Quality risks vs. quality objectives
| Dimension | Quality risks | Quality objectives |
|---|---|---|
| Definition | Conditions or circumstances that could prevent an objective from being achieved (ISQM 1.16(r)) | The desired outcomes the firm's system of quality management is designed to achieve (ISQM 1.16(q)) |
| Direction | Look at what could go wrong | State what should go right |
| Prescribed by standard | Not prescribed; firm must identify its own based on its circumstances | Eight components with prescribed objectives in ISQM 1.24, plus firm-specified additional objectives |
| Assessment required | Yes; severity and likelihood must be assessed per ISQM 1.25 | No assessment of objectives; they are the fixed reference points against which risks are measured |
| Triggers a response | Each quality risk must have at least one designed response under ISQM 1.26 | Objectives do not directly trigger responses; they trigger risk identification |
The distinction matters because firms that skip the risk identification step and jump straight from objectives to responses produce a checklist-based system rather than a risk-based one. ISQM 1 was designed to replace the prescriptive approach of the former ISQC 1 with a system that adapts to each firm's circumstances. Conflating objectives with risks undermines that design.
Related terms
Related reading
Frequently asked questions
How do I document quality risks for a small audit firm?

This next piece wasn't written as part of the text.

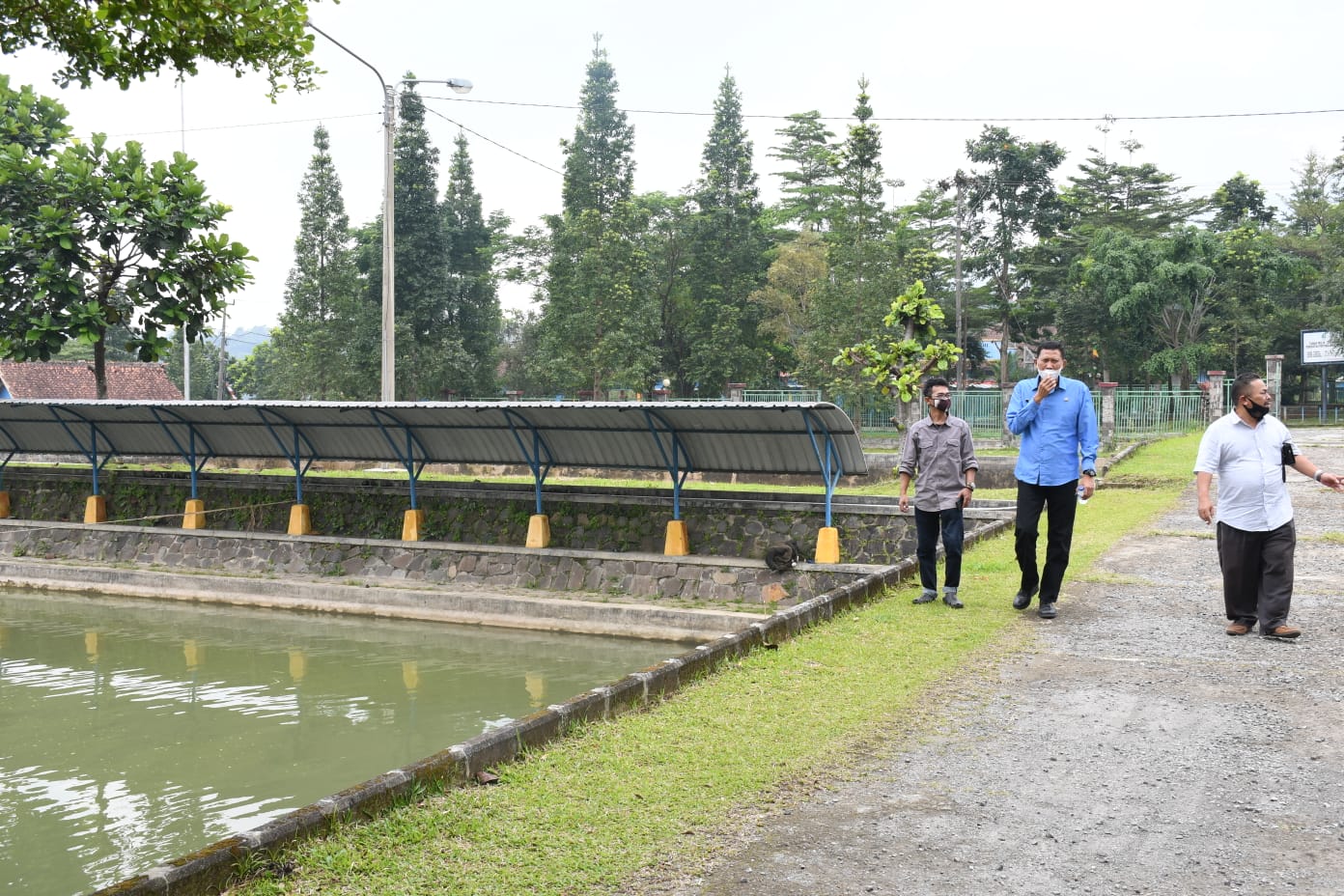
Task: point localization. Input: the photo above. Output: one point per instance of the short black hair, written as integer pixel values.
(1242, 384)
(935, 380)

Scale the documentation to the firm's size, but don't skip it. ISQM 1.A4 acknowledges that less complex firms may document their system of quality management in a less formalised way. Record each QO, the risks you identified against it, your assessment of severity and likelihood, and the response you designed. A single spreadsheet with those four columns satisfies the requirement if it reflects genuine judgment rather than copied templates.
Do quality risks change from year to year?
Yes. ISQM 1.54 requires the firm to design and perform monitoring activities on an ongoing basis. New clients, staff turnover, changes in the firm's service lines, and external events (such as a new regulatory requirement) all alter the firm's risk profile. The annual evaluation under ISQM 1.48 must consider whether previously identified quality risks remain current and whether new risks have emerged.
What happens if a quality risk has no documented response?
An unaddressed quality risk is a deficiency in the system of quality management under ISQM 1.39. The firm must evaluate the severity and pervasiveness of the deficiency per ISQM 1.42 and take remedial action. If the unaddressed risk relates to a QO concerning ethical requirements or engagement performance, the deficiency may affect the firm's overall evaluation of whether the system provides reasonable assurance under ISQM 1.53.